Tuesday, October 14, 2008

Phone Application Graveyard

In 2008, Apple opened the iPhone to application developers, making their phone/iPod/internet communicator into a platform.

However, Apple attached one giant string: Their own App Store is the only way to mass-distribute an application for the iPhone OS. You cannot sell or give away your application to the public, except through Apple.

There are only two other ways to distribute an iPhone app. One is to use Ad-Hoc Distribution, which Apple provides for beta-testing purposes. The problem with this is that if you try to mass-distribute your application this way, Apple will disable your ability to produce new Ad-Hoc releases of your app.

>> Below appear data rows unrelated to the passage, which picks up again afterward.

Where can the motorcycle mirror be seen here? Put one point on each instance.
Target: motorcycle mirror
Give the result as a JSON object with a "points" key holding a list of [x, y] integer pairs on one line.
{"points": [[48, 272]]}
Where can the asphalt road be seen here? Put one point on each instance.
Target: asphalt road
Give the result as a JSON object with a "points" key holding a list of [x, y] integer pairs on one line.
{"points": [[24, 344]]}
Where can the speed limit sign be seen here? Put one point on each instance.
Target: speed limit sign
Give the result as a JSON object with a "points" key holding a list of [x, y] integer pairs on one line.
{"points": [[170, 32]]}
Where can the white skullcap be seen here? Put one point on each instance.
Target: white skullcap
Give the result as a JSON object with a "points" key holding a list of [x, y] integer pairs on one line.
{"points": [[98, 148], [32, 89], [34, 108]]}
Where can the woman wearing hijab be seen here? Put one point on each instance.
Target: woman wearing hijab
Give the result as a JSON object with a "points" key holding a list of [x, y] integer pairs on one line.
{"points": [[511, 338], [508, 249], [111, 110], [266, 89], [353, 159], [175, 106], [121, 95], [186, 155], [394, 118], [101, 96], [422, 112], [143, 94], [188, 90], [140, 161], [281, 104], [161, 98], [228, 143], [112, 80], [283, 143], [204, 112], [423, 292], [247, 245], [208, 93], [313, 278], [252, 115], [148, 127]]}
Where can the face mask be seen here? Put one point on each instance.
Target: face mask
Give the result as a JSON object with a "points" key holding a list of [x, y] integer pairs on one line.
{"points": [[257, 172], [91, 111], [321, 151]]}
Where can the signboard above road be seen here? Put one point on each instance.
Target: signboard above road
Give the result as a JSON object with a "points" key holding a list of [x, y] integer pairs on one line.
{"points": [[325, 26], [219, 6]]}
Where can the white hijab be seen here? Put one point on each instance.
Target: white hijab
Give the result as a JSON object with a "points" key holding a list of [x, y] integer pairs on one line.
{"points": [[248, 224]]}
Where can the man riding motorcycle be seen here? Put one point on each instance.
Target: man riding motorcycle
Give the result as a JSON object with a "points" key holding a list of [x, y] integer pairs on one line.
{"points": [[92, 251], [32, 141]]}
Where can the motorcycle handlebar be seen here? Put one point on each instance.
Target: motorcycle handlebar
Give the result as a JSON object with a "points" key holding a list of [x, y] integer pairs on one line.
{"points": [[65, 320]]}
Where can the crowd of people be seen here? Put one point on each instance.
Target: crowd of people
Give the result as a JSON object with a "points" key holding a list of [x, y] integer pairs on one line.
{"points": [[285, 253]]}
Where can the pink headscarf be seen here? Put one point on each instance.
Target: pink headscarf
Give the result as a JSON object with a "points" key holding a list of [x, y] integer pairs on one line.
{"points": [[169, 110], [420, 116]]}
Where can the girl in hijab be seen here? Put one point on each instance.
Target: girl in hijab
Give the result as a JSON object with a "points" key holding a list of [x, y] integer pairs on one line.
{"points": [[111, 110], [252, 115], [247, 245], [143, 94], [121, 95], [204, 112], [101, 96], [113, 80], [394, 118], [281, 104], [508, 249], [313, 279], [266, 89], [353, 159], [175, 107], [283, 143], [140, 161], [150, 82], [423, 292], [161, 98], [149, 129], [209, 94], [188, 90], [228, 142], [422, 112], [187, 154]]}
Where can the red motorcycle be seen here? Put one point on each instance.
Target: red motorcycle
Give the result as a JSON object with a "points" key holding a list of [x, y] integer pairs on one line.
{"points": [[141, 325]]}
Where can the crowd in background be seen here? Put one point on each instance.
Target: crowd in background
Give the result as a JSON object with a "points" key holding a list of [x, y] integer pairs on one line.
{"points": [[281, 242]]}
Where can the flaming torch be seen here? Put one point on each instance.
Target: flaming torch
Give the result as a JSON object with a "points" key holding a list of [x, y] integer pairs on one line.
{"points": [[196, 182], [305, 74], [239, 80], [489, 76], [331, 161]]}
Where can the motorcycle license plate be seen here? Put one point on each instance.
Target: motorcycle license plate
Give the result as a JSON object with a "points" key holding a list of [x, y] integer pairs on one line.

The other way is to release it for jailbroken iPhone and iPod touch devices. To “jailbreak” means to disable the device's built-in restrictions (including the one where it only runs software approved by Apple). This almost certainly voids the device's warranty, so you can't get support from Apple for it anymore; furthermore, Apple's OS updates usually cause problems on jailbroken devices, making it a hassle to continue receiving Apple's fixes.

For these reasons, most people will not jailbreak, limiting the size of that market.

So, when Apple bans an application from their App Store (especially an application that the developer was selling), they effectively kill the application. Dead. It has no practical future on the iPhone OS.

This page lists every application that Apple has killed, along with the reason that they stated for doing so, and what has happened to the app since.

This list is only for apps whose removal Apple was involved in. Another developer can threaten you on any platform, but on the iPhone platform, one party (Apple) controls the platform and can remove you for any reason. If that party isn't involved, that removal doesn't belong on this list.

For applications (specifically, games) whose developers pulled them under direct legal threat from another software developer, see Matt Burris' list of removed iPhone games. I'm not aware of a similar list for non-games.


Applications that Apple has killed

Name:NetShare
Price:$10
Developer:Nullriver
Released on:2008-07-31
Killed on:2008-07-31
Apple's reason:None given
App Store status:Dead
Name:BoxOffice
Price:Free
Developer:Cyrus Najmabadi/Metasyntactic
Released on:2008-07-06
Killed on:Early August, 2008
Apple's reason:Possible trademark conflict
App Store status:Reinstated 10 days later; currently available as Now Playing
Hat tip:mikey-san for the Ars link

The app was available briefly for jailbreak users, but that seems to have ended since Apple restored it to the App Store.